Onere probatorio con "rigore attenuato"
Il requisito della specificità dei motivi nel ricorso elettorale comporta che il relativo onere debba essere valutato con "rigore attenuato". Il tanto, posto che l'interessato, non avendo la facoltà di esaminare direttamente il materiale in contestazione deve rimettersi alle indicazioni provenienti da terzi che possono essere imprecise o non esaurienti. Accade frequentemente che il soggetto interessato non disponga di elementi documentali idonei a provare le illegittimità in cui sia incorso il seggio elettorale, e che la prova della fondatezza della doglianza non possa essere raggiunta se non mediante l'esercizio dei poteri istruttori di cui dispone il giudice. A ben vedere ove l'onere della prova dovesse applicarsi con il rigore ordinariamente imposto dalle norme processuali generali, che sanzionano con l'inammissibilità il ricorso non sorretto dalla prova delle censure dedotte, l'indisponibilità degli atti da parte del ricorrente finirebbe per privarlo del diritto
di difesa. Consegue che, nelle ipotesi in questione, l'onere gravante sul ricorrente deve considerarsi circoscritto alla allegazione di "elementi indiziari", pur estranei agli atti del procedimento, ma comunque dotati della attendibilità sufficiente a costituire un principio di prova plausibile ed idoneo a legittimare l'attività acquisitiva del giudice.

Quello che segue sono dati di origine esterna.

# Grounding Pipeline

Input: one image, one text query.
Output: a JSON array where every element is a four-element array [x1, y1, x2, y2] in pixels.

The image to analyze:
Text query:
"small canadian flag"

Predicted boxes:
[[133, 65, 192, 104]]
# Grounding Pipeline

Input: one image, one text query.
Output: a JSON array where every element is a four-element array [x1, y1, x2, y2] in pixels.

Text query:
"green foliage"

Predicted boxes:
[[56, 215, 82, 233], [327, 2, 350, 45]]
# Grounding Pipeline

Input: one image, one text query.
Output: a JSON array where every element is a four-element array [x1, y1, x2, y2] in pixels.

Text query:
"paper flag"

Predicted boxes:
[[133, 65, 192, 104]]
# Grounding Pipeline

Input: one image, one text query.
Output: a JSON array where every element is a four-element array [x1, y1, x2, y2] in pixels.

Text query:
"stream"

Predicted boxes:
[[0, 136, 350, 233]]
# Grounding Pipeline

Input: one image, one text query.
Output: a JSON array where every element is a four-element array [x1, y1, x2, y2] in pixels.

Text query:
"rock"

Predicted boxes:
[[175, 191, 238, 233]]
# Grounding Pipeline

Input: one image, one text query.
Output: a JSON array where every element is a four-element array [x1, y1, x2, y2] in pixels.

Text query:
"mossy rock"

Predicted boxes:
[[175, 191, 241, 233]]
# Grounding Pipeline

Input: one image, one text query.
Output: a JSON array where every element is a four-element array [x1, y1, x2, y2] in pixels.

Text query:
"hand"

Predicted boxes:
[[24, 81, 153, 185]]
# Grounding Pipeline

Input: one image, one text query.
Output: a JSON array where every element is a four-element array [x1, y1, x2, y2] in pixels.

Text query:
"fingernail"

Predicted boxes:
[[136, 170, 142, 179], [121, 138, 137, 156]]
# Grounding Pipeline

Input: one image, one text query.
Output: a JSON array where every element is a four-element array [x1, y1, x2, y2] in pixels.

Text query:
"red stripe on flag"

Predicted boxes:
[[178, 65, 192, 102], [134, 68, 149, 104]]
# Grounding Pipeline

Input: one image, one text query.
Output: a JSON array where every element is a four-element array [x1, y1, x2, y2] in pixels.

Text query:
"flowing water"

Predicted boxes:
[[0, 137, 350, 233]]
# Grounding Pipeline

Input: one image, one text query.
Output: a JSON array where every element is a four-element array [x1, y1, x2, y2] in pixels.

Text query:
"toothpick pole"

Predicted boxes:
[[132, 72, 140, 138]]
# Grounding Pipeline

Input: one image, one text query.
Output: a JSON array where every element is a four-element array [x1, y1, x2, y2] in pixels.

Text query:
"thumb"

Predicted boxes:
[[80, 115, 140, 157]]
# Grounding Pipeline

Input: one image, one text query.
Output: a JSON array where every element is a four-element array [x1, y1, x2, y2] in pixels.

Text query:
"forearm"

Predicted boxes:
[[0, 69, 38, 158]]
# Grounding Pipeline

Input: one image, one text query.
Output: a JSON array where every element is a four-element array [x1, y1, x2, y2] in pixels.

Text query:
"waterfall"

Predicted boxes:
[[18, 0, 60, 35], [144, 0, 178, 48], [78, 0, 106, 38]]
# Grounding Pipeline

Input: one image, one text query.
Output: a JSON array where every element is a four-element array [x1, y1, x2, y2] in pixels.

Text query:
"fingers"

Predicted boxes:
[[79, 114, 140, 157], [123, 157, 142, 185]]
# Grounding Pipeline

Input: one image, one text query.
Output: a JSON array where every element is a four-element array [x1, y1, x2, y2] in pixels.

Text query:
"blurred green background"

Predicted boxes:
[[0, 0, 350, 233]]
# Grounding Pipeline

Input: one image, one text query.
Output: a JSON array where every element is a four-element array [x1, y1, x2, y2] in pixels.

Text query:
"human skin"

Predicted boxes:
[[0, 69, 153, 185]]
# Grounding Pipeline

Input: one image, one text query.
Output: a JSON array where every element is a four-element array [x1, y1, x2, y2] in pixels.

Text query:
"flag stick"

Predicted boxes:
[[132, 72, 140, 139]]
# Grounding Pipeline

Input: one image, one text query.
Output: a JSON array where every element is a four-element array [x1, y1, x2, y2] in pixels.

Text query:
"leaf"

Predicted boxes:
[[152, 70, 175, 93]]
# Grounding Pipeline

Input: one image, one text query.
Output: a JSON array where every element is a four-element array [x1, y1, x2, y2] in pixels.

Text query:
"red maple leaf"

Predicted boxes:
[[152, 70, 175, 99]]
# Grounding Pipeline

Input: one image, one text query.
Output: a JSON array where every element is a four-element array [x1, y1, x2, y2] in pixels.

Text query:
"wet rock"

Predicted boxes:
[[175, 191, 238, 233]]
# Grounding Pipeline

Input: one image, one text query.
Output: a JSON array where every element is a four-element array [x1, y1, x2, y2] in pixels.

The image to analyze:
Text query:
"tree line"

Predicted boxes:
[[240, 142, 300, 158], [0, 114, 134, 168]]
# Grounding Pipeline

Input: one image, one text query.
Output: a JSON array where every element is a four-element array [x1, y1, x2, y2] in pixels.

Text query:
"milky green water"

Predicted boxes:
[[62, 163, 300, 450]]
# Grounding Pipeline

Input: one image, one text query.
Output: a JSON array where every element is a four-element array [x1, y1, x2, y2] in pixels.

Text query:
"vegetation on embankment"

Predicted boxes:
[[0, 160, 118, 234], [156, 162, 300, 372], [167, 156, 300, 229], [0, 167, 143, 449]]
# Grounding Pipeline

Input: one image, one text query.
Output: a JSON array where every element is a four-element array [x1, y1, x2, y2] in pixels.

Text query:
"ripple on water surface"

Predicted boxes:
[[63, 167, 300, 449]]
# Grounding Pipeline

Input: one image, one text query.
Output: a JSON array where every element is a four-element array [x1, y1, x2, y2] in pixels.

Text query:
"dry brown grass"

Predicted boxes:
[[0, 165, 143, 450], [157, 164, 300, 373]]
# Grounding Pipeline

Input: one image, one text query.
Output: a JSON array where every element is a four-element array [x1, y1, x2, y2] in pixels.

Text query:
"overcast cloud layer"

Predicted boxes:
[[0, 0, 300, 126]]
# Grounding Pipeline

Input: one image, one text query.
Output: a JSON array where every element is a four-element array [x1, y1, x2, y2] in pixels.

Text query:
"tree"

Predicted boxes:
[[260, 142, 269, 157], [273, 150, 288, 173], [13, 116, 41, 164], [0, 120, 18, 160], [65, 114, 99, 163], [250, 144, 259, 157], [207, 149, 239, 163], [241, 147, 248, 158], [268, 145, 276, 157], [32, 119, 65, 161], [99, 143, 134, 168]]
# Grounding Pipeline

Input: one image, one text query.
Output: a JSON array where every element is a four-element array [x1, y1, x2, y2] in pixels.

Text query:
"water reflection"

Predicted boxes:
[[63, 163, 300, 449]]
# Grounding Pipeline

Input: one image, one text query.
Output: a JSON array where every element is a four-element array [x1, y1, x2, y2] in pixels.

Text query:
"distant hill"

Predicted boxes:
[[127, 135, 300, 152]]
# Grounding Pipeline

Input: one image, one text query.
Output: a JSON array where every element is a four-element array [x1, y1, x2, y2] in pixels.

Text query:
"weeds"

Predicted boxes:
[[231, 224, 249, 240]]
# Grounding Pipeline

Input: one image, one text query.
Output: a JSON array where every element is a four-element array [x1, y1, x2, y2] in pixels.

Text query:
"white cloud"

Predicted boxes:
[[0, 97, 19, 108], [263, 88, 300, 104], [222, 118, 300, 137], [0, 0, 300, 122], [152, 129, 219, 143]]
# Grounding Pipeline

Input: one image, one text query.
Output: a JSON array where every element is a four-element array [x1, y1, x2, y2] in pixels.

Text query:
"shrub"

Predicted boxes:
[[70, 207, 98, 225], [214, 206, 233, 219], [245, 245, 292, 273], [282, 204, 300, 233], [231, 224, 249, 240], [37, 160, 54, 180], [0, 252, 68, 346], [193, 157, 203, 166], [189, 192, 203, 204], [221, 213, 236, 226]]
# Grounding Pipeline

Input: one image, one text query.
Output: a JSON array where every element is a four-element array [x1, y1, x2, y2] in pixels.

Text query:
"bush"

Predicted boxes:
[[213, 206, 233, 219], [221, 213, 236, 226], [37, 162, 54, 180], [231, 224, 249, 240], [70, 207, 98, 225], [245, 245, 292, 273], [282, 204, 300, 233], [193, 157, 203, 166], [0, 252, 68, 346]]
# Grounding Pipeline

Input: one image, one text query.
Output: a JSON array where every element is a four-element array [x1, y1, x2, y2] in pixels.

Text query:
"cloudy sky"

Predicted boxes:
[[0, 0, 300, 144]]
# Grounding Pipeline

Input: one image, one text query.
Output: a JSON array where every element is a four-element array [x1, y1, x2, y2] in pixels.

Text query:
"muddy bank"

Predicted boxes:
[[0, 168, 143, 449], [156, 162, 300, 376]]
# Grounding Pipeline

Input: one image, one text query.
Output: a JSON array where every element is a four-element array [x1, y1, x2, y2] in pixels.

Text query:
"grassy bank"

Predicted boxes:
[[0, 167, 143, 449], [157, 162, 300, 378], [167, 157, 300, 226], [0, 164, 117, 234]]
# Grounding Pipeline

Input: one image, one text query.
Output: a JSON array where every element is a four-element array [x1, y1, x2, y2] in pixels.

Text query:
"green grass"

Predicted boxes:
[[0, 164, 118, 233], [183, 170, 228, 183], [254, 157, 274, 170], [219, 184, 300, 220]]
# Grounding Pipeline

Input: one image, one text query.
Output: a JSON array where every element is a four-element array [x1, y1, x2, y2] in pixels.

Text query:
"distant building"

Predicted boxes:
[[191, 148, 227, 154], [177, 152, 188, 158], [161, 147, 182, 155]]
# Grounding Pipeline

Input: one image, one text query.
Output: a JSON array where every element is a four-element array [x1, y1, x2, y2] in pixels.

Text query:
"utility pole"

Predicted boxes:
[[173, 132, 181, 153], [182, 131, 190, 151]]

L'onere probatorio minimo: le dichiarazioni dei rappresentanti di lista
In assenza di risultanze documentabili dai verbali sezionali l'onere probatorio minimo può considerarsi soddisfatto da parte del ricorrente allorquando quest'ultimo esibisca in giudizio quantomeno una dichiarazione sostitutiva di atto notorio rilasciata dal rappresentante di lista presente alle operazioni elettorali. In altre parole il principio di specificazione dei motivi, seppur a ben vedere nel giudizio in argomento "lievemente temperato", richiede sempre, ai fini dell'ammissibilità del ricorso o delle singole doglianze, che vengano indicati, con riferimento a circostanze concrete, la natura dei vizi denunziati, il numero delle schede contestate, le sezioni di riferimento. E in particolare, si considerano principi di prova sufficienti le dichiarazioni sostitutive dell'atto di notorietà rilasciate dai rappresentanti di lista ai sensi del Dpr n. 445 del 2000, in epoca successiva alla proclamazione dell'esito della consultazione, anche se gli stessi soggetti non abbiano svolto contestazioni in sede di spoglio delle schede. Deduttivamente: nessuna irretrattabile "acquiescenza", bensì ragionevole ponderazione "a freddo". Con specifico riferimento al ruolo del rappresentante di lista nel procedimento elettorale e alla mancata verbalizzazione delle contestazioni durante le operazioni di spoglio, non va trascurata la possibilità che lo stesso può non aver "percepito" nell'immediatezza la rilevanza determinante di un "errore", che può invece manifestarsi solo alla conclusione delle operazioni. Dal che, assumendo le responsabilità penali previste, deve essergli consentito di fornire il proprio apporto probatorio anche in un momento successivo alla proclamazione degli eletti.

L'istruttoria del giudice
Per altro verso va tenuto presente che, per la peculiarità del contenzioso elettorale, l'accertamento giudiziale delle illegittimità eventualmente commesse dalla sezione elettorale nella attribuzione dei suffragi o nella valutazione di validità o invalidità dei voti espressi, non potrà mai compiersi attribuendo valore dirimente alle dichiarazioni dei rappresentanti di lista sic et sempliciter, senza procedere alla acquisizione e verifica "diretta" del materiale in contestazione da parte del giudice. Ove, infatti, sia materialmente possibile l'accesso del giudice al fatto, ossia al documento che contiene la "vera" prova dell'errore, non gli è consentito pervenire ad un legittimo convincimento sulla base di una mera rappresentazione "mediata". Ne consegue che la dichiarazione scritta non può assolvere al ruolo di mezzo di prova sulla base del quale definire il giudizio sulla fondatezza della doglianza, "regredendo" piuttosto a mero principio di prova idoneo (soltanto) a legittimare l'esercizio dei poteri istruttori del giudice.